4. Limited civil society involvement
The Civil Society Forum on Drugs (CSFD) is an expert group and the main advisory body of the Commission on drug policies. CSFD invested significant time and resources in the previous years to evaluate the implementation of this document. In its report, based on a survey, it highlighted the gaps in the implementation of the previous Action Plan. It did this in the hope that there would be a real evaluation and the findings would have real consequences and would be integrated into the next document. But it did not happen. There was an online public consultation where you could submit your ideas. But despite the CSFD’s repeated attempts to comment on the draft of the evaluation report and the draft of the new drug strategy, or at least access the documents themselves, its members could not see them until they were published. The documents were presented as fait accompli.
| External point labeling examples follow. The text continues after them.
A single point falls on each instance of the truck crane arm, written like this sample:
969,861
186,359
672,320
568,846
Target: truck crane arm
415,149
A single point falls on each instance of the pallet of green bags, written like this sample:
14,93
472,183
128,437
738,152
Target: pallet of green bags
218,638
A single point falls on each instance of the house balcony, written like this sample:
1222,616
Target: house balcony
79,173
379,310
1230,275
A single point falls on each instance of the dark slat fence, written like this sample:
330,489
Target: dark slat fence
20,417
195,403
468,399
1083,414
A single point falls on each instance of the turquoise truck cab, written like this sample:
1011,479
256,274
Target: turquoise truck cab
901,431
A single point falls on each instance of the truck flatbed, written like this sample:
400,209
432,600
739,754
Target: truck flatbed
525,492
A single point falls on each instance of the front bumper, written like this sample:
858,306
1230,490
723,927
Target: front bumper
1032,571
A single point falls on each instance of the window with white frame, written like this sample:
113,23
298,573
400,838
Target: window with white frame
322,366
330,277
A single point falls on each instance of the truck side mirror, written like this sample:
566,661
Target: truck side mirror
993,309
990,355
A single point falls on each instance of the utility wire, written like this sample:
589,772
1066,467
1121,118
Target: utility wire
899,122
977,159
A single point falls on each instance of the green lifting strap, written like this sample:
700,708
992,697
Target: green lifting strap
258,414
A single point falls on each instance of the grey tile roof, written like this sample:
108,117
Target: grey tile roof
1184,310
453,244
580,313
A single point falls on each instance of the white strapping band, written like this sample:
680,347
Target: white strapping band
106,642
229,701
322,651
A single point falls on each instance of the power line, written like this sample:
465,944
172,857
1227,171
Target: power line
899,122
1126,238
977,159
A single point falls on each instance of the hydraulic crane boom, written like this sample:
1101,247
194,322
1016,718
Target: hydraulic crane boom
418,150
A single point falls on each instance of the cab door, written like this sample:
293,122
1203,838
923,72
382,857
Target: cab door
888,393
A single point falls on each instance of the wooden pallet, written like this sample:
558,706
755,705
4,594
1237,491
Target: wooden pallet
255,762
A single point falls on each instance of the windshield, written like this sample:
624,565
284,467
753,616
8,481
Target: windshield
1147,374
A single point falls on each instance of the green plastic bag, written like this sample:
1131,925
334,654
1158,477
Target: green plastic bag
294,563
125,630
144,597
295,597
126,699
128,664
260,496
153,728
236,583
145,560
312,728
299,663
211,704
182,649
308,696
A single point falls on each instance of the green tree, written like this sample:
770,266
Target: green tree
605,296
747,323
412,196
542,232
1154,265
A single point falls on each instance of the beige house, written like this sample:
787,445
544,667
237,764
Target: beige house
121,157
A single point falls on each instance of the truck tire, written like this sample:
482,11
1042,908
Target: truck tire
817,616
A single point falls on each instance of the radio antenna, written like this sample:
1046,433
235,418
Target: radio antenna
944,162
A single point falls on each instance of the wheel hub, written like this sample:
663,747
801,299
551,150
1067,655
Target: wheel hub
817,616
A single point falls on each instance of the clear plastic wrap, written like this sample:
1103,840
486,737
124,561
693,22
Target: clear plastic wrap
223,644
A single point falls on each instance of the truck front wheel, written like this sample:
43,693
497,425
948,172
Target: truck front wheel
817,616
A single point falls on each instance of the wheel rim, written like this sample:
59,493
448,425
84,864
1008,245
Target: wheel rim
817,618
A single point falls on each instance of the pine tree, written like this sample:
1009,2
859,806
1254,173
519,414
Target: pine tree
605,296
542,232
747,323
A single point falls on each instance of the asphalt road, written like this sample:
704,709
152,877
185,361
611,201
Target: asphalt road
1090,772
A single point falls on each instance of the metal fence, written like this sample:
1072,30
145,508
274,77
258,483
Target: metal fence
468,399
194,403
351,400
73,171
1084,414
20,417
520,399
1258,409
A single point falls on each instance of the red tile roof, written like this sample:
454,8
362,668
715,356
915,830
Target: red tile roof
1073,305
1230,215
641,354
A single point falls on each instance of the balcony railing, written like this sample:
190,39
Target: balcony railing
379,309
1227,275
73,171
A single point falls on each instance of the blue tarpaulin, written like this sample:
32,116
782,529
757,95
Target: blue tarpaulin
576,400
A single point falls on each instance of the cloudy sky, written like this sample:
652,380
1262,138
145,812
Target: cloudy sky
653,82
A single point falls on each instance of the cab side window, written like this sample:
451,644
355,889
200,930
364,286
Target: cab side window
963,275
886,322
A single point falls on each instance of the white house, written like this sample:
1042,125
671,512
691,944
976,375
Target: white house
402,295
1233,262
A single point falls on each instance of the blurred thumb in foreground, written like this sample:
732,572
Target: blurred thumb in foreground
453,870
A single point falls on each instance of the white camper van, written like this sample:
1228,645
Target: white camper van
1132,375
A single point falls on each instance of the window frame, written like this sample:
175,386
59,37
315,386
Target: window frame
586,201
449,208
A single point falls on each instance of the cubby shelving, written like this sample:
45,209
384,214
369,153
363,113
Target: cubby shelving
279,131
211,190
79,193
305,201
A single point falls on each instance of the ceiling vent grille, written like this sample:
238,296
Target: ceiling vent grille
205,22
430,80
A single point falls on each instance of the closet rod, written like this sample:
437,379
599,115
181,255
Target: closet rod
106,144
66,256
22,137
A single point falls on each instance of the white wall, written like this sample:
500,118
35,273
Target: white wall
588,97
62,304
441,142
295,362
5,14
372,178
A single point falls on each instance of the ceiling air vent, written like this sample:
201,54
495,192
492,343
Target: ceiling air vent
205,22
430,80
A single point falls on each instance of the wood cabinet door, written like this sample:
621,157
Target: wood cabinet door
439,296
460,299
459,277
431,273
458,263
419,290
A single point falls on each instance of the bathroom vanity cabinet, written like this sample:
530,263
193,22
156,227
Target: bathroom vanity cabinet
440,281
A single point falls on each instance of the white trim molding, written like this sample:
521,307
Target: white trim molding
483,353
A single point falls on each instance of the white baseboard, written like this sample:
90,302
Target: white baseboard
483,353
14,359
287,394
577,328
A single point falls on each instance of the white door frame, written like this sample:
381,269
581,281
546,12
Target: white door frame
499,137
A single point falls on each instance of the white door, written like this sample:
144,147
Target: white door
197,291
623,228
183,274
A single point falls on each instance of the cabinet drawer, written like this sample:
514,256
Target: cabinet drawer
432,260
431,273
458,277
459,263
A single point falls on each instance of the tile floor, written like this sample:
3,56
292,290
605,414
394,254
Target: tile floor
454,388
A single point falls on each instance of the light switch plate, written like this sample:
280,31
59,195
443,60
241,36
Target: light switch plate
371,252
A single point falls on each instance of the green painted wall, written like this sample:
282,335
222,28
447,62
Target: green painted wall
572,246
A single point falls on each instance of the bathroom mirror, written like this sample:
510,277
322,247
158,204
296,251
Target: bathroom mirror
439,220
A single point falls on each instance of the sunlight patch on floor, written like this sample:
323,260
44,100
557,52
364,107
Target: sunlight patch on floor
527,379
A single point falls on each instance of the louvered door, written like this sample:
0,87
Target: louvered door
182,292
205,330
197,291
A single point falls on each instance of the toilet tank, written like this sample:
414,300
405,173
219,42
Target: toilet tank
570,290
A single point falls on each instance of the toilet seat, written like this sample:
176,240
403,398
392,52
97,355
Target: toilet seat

I believe that meaningful civil society involvement is not a box ticking exercise. A real partnership is interactive, it is a dialogue. Civil society recommendations should be reflected in the decision-making process and in the final decisions. The previous Action Plan was exemplary in this regard. Civil society could not only make a timely input at all levels of decision making, but its recommendations were highly valued and integrated into the final document. This is not the case now. There were formal mechanisms to involve CSOs, but this document does not reflect the civil society positions adequately, as presented in our reports and letters.
Now it is up to the European Council and the European Parliament to have a say about the proposed Drugs Agenda – and I encourage all like-minded MEPs to explore the situation and consult with civil society organisations on how to do it in a most effective way. There is a need for political leadership and a renewed cooperation between decision makers and civil society.